Rachel Reeves urged to scrap jobs tax “time bomb”

Rachel Reeves urged to scrap jobs tax time bomb
Credit: Simon Walker/Deputy Prime Minister's Office

UK (Parliament Politics Magazine) – Shadow Chancellor Mel Stride warns Rachel Reeves has one month to scrap Labour’s “ticking time bomb” jobs tax before it derails Britain’s economic recovery.

The Shadow Chancellor has sounded the alarm, urging Chancellor Reeves to reverse her jobs tax within a month to prevent an economic downturn.

What did Mel Stride warn about Rachel Reeves’ job tax hike?

As reported by The Telegraph, Mel Stride urged Ms. Reeves to cancel the tax hike, which he claimed would “destroy jobs, slow down economic growth, and push inflation up throughout the year.”

Mr Stride stated,

“This is not just another tax increase. It’s a ticking time bomb that threatens to further decimate jobs, stunt economic growth, and escalate inflation – making an already difficult economic situation far worse.”

He added,

“A 1.2 per cent increase to employers’ National Insurance contributions might not sound a lot, but as an entrepreneur I can tell you it’s a significant sum that will see jobs cut, wages stagnate, investment plans shelved, prices rise and businesses fold.”

The shadow chancellor warned that the funds collected will be “absorbed” by rising government borrowing costs.

Referring to the rising borrowing costs, he said,

“Thanks to the Chancellor’s decision to also ramp up borrowing, the money raised by her Jobs Tax will be swallowed up by higher spending on debt interest – not spent on the public’s priorities but poured down the drain.”

How will the NICs hike impact businesses and jobs?

The planned 1.2% increase in employers’ NICs will add hundreds of thousands of pounds in additional costs, raising fears over higher consumer prices and widespread job losses.

Employers will see their national insurance contribution rate increase to 15%, a rise from 13.8%, adding to business costs.

Businesses will now face a lower tax threshold of £5,000, down from £9,100, placing many low-wage workers under the NICs system for the first time.

What spending cuts is Chancellor Rachel Reeves planning ahead of the Spring Statement?

Rachel Reeves prepares plans to make deep cuts to welfare and government spending worth billions before the upcoming Spring Statement, sources reveal.

She will introduce major revisions to the government’s spending watchdog, amid concerns over her fiscal flexibility following October’s Budget.

Treasury insiders warned that “the world has changed” since Ms. Reeves introduced Labour’s first Budget, where she had a £9.9 billion reserve in her fiscal plans.

The chancellor also warned on Tuesday that the UK could still feel the impact of Donald Trump’s impending trading wars, even if exempt.

What did sources say about the changing economic landscape?

An insider told the press,

“Clearly the world has changed a lot since the autumn Budget. People are watching that change happen before their eyes.”

They continued,

“The Office for Budget Responsibility will reflect that changing world in its forecasts later this month and a changing world will be a core feature of the chancellor’s response later this month.”

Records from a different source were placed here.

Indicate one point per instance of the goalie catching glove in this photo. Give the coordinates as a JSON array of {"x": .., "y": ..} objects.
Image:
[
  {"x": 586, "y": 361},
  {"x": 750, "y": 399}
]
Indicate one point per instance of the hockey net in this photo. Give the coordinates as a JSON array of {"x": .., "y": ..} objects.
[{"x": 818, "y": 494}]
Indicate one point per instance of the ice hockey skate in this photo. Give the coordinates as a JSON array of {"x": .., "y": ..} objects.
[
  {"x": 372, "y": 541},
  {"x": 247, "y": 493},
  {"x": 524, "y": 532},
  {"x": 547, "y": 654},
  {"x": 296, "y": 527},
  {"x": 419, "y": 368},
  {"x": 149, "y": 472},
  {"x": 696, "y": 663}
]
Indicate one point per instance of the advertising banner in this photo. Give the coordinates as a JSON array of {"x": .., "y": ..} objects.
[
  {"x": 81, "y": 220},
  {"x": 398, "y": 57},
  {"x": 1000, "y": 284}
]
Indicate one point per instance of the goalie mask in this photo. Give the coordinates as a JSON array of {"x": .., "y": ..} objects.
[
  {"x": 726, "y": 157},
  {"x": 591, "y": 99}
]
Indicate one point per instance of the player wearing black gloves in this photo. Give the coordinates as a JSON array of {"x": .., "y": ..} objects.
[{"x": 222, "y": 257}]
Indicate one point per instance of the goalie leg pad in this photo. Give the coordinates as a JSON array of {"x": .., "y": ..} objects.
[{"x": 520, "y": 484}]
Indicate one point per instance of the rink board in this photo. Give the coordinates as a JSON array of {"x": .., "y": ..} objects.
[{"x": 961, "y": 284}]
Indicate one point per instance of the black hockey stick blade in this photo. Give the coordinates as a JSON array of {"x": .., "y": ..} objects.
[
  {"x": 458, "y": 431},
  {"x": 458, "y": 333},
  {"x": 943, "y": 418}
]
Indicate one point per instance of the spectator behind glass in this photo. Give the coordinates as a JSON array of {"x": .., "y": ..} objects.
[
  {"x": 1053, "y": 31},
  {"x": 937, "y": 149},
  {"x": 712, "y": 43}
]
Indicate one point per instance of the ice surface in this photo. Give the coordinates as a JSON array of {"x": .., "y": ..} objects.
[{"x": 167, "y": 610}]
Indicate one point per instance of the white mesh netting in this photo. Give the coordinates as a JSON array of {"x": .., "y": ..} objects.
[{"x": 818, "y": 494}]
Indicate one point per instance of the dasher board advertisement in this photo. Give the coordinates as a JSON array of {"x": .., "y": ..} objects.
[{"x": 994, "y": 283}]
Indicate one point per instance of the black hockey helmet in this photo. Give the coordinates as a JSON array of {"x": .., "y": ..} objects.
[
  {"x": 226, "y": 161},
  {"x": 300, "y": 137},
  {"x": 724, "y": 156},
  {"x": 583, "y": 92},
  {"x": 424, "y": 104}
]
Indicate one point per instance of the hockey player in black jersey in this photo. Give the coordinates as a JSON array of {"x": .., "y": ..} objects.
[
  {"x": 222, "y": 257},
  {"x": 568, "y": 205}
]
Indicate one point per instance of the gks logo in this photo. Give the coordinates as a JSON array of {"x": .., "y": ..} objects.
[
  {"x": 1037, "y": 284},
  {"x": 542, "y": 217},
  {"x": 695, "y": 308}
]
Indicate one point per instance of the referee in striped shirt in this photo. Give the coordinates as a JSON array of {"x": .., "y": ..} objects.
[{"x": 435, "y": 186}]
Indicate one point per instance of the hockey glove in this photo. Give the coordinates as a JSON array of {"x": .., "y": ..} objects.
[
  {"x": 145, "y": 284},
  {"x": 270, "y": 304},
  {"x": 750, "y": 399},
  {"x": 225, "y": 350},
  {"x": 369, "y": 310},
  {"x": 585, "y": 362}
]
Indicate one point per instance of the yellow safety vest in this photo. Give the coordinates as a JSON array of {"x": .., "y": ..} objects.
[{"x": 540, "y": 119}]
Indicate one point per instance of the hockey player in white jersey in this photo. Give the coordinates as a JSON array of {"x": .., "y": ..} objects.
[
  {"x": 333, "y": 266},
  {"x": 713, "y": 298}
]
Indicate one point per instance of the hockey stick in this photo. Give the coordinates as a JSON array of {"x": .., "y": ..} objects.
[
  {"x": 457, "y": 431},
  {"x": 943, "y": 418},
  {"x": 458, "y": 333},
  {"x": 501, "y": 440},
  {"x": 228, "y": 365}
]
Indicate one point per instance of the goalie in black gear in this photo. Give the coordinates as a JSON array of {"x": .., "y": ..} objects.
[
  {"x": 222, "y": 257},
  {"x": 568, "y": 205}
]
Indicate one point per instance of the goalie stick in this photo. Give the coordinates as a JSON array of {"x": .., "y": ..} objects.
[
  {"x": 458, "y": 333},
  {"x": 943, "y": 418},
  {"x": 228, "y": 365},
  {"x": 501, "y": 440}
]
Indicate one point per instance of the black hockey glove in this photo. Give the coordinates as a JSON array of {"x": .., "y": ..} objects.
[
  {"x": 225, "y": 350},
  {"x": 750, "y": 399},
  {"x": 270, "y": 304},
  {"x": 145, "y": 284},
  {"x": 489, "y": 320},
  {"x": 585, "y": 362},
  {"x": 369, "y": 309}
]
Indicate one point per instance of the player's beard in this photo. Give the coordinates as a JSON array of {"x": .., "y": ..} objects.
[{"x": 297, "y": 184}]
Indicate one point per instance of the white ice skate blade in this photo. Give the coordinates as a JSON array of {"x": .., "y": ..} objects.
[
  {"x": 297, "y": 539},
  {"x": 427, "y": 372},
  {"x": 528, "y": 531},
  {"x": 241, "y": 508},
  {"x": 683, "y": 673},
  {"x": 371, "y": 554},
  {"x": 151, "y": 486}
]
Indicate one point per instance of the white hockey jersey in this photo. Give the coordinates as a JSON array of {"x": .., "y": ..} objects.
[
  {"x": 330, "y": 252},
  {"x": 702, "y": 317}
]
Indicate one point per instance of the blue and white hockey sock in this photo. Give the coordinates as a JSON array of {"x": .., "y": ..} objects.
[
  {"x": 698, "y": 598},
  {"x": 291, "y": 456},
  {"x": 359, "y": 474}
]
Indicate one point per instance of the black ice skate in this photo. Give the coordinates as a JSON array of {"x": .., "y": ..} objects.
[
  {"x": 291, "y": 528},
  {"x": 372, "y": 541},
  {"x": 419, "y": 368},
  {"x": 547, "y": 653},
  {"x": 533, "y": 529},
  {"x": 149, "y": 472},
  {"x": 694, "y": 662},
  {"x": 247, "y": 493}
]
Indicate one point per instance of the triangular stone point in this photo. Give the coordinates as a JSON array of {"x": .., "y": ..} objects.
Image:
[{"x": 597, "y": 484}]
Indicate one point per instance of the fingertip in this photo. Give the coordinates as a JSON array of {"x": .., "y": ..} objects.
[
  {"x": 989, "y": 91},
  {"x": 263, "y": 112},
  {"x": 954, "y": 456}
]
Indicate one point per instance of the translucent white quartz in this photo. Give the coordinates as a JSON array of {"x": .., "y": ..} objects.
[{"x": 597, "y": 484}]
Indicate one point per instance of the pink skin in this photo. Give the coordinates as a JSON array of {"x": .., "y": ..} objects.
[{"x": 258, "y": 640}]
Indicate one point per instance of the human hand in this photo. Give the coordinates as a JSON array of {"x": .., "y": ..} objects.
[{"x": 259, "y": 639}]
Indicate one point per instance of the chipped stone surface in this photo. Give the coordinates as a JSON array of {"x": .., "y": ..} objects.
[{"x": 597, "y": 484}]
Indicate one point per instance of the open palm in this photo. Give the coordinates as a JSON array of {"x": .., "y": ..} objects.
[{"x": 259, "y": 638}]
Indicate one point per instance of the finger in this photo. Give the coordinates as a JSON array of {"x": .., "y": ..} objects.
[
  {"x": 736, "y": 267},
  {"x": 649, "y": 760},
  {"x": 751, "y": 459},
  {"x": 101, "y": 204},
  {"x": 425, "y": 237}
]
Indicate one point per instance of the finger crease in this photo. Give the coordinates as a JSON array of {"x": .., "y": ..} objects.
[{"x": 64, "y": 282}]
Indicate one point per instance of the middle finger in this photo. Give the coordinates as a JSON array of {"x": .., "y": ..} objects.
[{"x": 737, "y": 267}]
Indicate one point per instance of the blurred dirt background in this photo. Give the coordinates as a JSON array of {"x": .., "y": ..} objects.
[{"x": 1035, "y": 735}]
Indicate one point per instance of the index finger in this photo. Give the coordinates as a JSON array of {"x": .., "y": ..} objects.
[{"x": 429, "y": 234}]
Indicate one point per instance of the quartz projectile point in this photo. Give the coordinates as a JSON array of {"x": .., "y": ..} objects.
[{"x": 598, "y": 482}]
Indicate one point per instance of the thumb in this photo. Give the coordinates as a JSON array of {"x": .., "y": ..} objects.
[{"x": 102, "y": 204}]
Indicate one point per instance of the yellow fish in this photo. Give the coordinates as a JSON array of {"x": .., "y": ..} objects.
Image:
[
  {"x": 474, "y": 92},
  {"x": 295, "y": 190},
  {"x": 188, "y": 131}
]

What did the IPPR say about Rachel Reeves’ planned cuts?

The Institute for Public Policy Research (IPPR), a left-leaning think tank, has warned that Ms. Reeves’ projected budget cuts could lead to “significant risks.”

The associate director of think tank, Avnee Morjaria stated,

“Some public services are already in crisis, and further cuts could undermine government commitments on health, education, crime and more.”

She added,

“Waiting lists in the NHS are stubbornly high, councils are on the verge of bankruptcy, backlogs in the criminal courts are at record levels and prisons are at bursting point.”

Ms Morjaria said,

“Welfare changes could deliver real savings over time by supporting people into work, but a ‘cuts first’ approach is likely to undermine efforts to reform the system and worsen child poverty just as the government sets out its new child poverty strategy.”

What are employer National Insurance contributions?

National Insurance (NI) is paid by both workers and employers, but the Chancellor’s reforms target only businesses. Unlike employee NI, employer contributions are paid directly by firms to the Government, without deducting from workers’ salaries.

The government is ready to collect £109bn from employer NICs this year, significantly surpassing the £60bn contributed by employees.